Mario Ortega Moya, ST.
Pasé unas semanas en Banfield (Argentina), ayudando a unos misioneros
amigos míos. La mañana de los miércoles la dedican allí los sacerdotes a
visitar enfermos –los más graves–. Precisamente realizaba yo la visita
de los miércoles, siguiendo una lista de enfermos que habíamos obtenido
gracias a los misioneros. Sorteando con el auto los baches de las calles
sin asfaltar y soportando un asfixiante calor, íbamos en busca de la
casa de cada enfermo que habíamos elegido de la lista para visitar esa
mañana.
Sin embargo todo parecía adverso. A uno lo habían llevado al hospital,
otro había fallecido, un tercero había cambiado de domicilio... De casa
en casa sin poder atender a nadie. El tiempo pasaba, la mañana parecía
perdida. Pero la Providencia Divina estaba guiando nuestros pasos. De
nuevo echamos mano a la lista; había que elegir otros enfermos para
visitar. Me fijé en una chica joven que estaba apuntada y, junto a su
nombre, la causa de su enfermedad: el fatídico sida.
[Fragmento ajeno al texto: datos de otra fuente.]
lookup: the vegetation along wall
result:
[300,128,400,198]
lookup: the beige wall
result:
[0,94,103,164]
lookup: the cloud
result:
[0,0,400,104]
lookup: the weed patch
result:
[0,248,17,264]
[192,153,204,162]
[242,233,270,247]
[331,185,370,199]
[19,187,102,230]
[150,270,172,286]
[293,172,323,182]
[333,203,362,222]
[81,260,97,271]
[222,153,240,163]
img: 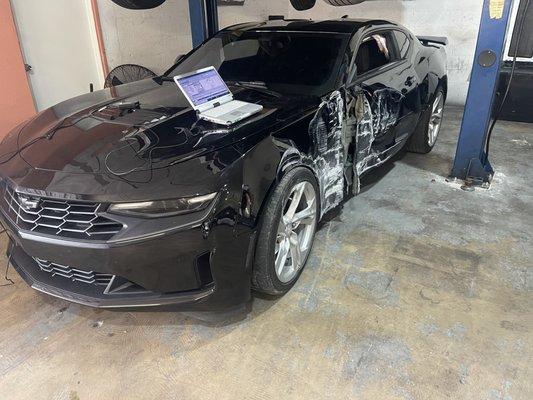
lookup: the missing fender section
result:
[354,89,403,181]
[309,91,345,215]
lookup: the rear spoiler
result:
[417,36,448,46]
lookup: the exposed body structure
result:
[0,19,447,309]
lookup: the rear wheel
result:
[407,89,444,154]
[252,168,319,295]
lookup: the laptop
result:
[174,67,263,125]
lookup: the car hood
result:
[13,78,318,176]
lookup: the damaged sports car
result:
[0,19,447,309]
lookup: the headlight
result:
[108,193,217,218]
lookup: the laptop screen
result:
[176,69,230,107]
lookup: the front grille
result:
[33,258,113,286]
[1,186,123,240]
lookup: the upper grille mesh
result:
[2,186,123,240]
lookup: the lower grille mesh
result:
[33,258,113,286]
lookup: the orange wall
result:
[0,0,35,138]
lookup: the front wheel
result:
[407,89,444,154]
[252,168,319,295]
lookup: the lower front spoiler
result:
[11,253,215,308]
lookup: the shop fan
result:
[104,64,156,88]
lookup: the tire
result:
[291,0,316,11]
[111,0,166,10]
[407,88,445,154]
[252,167,320,296]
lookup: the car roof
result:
[221,18,396,34]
La casa no estaba lejos de allí, por lo que no dudé en decirle a José
que nos dirigiéramos allá. Era un barrio de los más pobres y peligrosos.
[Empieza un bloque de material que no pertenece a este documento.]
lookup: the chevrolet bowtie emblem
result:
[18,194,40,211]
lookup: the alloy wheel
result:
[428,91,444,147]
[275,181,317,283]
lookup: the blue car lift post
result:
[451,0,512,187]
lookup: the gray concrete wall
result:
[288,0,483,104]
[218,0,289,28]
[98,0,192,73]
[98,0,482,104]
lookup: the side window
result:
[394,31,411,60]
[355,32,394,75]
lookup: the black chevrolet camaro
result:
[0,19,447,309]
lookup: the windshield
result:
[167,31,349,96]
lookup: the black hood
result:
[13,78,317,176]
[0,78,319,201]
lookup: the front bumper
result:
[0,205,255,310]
La droga y la delincuencia entre jóvenes y niños era lo normal por esa
zona. Nos detuvimos ante la casa, en cuya puerta un hombre de mediana
edad nos miraba extrañado.
«¿Vive aquí Susana?» El hombre asintió con la cabeza y entró para
buscarla. Nos bajamos del coche y en esos momentos vi aparecer a Susana.
Quedé espantado al ver su aspecto. Tenía 22 años, pero aparentaba
muchos más: pobremente vestida, descalza, llevaba en la cara, cuello,
manos, brazos, piernas y pies las señales de pinchazos y moretones,
producidos por la jeringuilla asesina que desde sus doce años destrozaba
su vida. Susana había sido víctima, como tantos otros, de la cultura de
la muerte. Engañada, nadie le había mostrado nunca otro camino de
felicidad.
«¡Soy Susana, padre!» –dijo–. Y rápidamente me confesó su principal carencia: «Padre, no estoy bautizada».
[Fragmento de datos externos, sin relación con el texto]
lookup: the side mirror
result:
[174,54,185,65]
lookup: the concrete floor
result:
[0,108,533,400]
En menos de dos horas, esa misma tarde la llevaban al hospital para
enfermos terminales de sida en Buenos Aires. Allá los llevan para morir,
y ya no suelen regresar. ¡Esa misma tarde! Dios mío, entonces me
expliqué por qué no habíamos podido ver a los enfermos anteriores... la
Providencia nos había llevado a quien más lo necesitaba. «Mira –le dije–
el Bautismo es la puerta para ir al Cielo, ¿quieres bautizarte?». Ella,
dibujando de nuevo la sonrisa en su rostro, mientras aparecían en sus
ojos las primeras lágrimas, dijo emocionada: «Sí, padre, sí que quiero».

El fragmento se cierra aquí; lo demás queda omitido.